Unfortunately, the future of the coil treatment is uncertain as the current owner of the treatment (Boston Scientific Corp., Marlborough, MA, USA) has decided to discontinue with the treatment. Therefore, it is not known whether patients can still be treated with coils in the future. However, currently, a new generation of the device is developed with an improved design (patent number: US20190328400A1). We believe the results of our study could be applicable to this new-generation device as well, but future research will need to confirm this.

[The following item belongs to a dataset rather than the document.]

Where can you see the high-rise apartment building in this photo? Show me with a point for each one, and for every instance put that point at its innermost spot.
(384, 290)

Our results confirm that patients benefit from the bronchoscopic LVRC treatment. Furthermore, it seems that the primary mechanism of action is decreasing static hyperinflation with improvement of airway resistance, which consequently changes dynamic lung mechanics. However, the right patient population needs to be selected for the treatment to be beneficial which should include patients with severe lung hyperinflation, severe air trapping, and severe emphysema in target lobes.
Statement of Ethics
The study was approved by the Medical Ethics Committee of the University Medical Center Groningen (METc#2014.447), and all patients provided informed consent. The study was registered in clinicaltrials.gov with number NCT02179125.
Conflict of Interest Statement
J.E.H., K.K., N.H.T.t.H., S.W.S.A., W.v.G., and J.L.G. have no conflicts of interest to declare. P.S. reports personal fees from Boston Scientific, CSA Medical, Creo Medical, Nuvairia Olympus, Medtronic, and PneumRX/BTG as consultant on scientific advisory board, sponsorship to Imperial College for a bronchoscopy course by from ERBE, Cook medical, Medtronic, Boston Scientific, Broncus, Pulmonx, Olympus, and PneumRX/BTG, all outside the submitted work. He has been an investigator on clinical trials with bronchial thermoplasty, endobronchial valves, endobronchial coils, thermal ablation, and the airway bypass procedure. DJS reports grants, nonfinancial support, and other from Nuvaira Inc., Minneapolis, MN, USA; grants and nonfinancial support from CSA medical, Boston, MA, USA; grants, personal fees, and nonfinancial support from PulmonX Inc., Redwood City, CA, USA; and grants and nonfinancial support from PneumRx/BTG, California, USA, all outside the submitted work.
Funding Sources
The authors received an unrestricted grant of PneumRx GmbH (Dusseldorf, Germany) which also provided the treatment devices in kind.
Author Contributions
J.E.H. and D.J.S. contributed to the conception of the study, acquisition of data, and data analyses and wrote the first version of the manuscript. K.K., P.L.S., and NHTtH contributed to the conception of the study and acquisition of data and revised the manuscript. S.W.S.A., W.v.G., and J.L.G. contributed to acquisition of data and revised the manuscript. All authors approved the final version of the manuscript.